Comment 15 Sanjay Patel 2016-03-03 11:03:54 PST

(In reply to comment #12)
> What's wrong with a very strict matching of the entire (unoptimized) IR
> sequence, (à la update_llc_test_checks.py)?
> 
> We assume they're correct today so in theory we don't even need to look at
> the current IR.
> 
> We don't expect these to change often, and when they do, updating the output
> and git-diff ought to be enough.  I think I'd want to know if some unrelated
> IRGen commit changed the output (it's not unrelated anymore, is it?)
> 
> Yes, it's some extra work when something does changes. But if we provide an
> easy one-line script to update the checks, the change author can either
> ignore it (the current status quo), or make sure they didn't break anything
> (strictly better than the status quo).

Tim mentioned in comment 5 that these tests may be taking more time than they're worth. But an "update_clang_test_checks.py" and "update_opt_test_checks.py" would be extremely useful in general, and hopefully that's where we're headed. :)

Comment 16 Renato Golin 2016-03-03 11:10:13 PST

(In reply to comment #13)
> I'd much prefer to check dataflow in all cases. It's very easy to end up
> with "fadd %a, %a" or get the subtraction the wrong way round (we did that
> originally, in fact, and it took us 2 years to fix properly because people
> had started relying on the obviously-wrong operand order).

I'm not against it, just trying to be pragmatic. 

We don't have perfect tests today, so we don't need perfect tests to replace them. But if people are happy to make them better at the same time as moving, I'm game.

Comment 17 Saleem Abdulrasool 2016-03-03 11:14:58 PST

(In reply to comment #14)
> I still think having readable tests is more important than wanting to
> completely isolate Clang from LLVM's mid-end.

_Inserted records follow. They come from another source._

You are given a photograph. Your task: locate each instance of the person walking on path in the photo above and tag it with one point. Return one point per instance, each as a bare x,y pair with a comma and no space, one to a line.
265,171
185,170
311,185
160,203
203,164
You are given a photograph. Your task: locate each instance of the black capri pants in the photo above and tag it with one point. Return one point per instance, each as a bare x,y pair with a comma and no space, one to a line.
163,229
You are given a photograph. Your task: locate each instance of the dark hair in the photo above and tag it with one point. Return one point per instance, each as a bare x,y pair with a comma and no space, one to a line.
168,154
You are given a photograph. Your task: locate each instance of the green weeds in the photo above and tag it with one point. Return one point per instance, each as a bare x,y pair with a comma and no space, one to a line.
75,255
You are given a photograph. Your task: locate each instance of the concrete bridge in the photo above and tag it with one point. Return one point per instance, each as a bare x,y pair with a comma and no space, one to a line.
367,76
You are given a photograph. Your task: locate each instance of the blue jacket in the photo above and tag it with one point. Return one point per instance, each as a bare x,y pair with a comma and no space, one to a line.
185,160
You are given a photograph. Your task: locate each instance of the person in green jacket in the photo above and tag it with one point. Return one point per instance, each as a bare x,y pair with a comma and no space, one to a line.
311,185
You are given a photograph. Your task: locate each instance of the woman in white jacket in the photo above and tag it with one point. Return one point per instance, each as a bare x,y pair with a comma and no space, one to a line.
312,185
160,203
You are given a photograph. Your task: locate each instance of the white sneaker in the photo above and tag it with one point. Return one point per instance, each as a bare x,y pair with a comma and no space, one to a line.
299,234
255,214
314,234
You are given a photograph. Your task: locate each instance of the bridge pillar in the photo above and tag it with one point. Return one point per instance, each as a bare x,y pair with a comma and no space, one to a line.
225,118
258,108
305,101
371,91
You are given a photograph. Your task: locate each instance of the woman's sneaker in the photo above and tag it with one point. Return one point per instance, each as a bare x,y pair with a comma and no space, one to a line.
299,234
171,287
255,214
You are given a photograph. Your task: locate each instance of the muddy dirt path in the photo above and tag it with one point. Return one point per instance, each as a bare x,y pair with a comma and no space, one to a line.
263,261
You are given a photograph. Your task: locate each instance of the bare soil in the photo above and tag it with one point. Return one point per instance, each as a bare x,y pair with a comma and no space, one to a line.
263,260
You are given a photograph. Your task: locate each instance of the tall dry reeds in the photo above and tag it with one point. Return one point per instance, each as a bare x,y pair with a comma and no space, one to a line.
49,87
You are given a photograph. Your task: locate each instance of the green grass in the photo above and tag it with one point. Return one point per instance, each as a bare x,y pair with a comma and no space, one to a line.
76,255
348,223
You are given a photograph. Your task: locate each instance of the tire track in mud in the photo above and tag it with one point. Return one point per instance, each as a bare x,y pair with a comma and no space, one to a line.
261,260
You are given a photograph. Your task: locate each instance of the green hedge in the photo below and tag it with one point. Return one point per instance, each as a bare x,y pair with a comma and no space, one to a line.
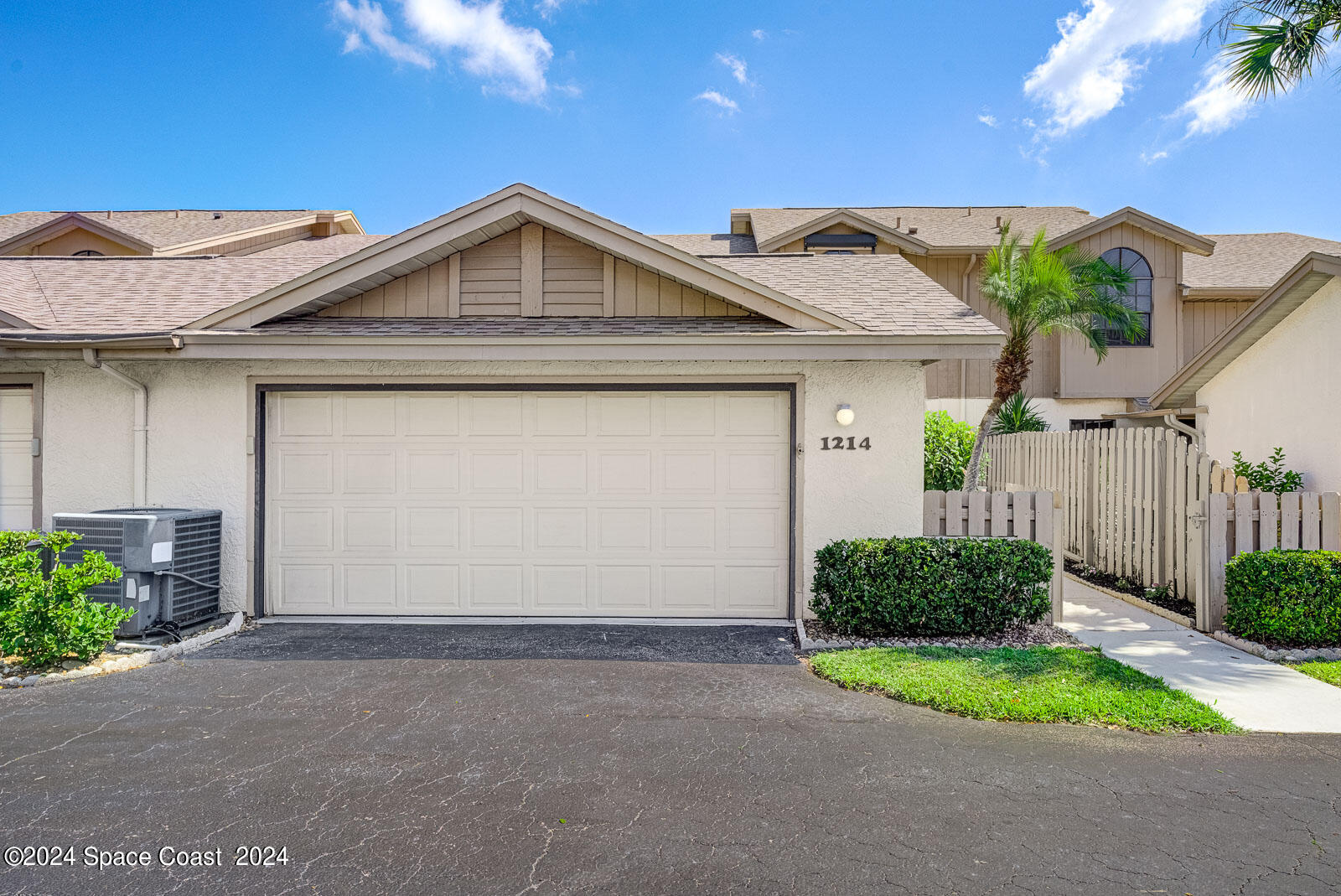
931,587
1285,597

I fully agree with you here.  The thing is that builtins are slightly more involved for this exact reason: they expect to be able to bore through the frontend and hook into the mid or back ends.  I believe a similar argument has been made in favor of intrinsics over builtins in the past.  As already pointed out (by you!) the data flow analysis here is relevant and important since it is possible to break things subtly otherwise.  I think that the readability of the tests directly impact that.

Comment 18 Tim Northover 2016-03-09 12:14:30 PST

I've put a patch up for review at http://reviews.llvm.org/D17999.

Comment 19 Tim Northover 2016-03-09 12:56:46 PST

I think this has been addressed by r263048.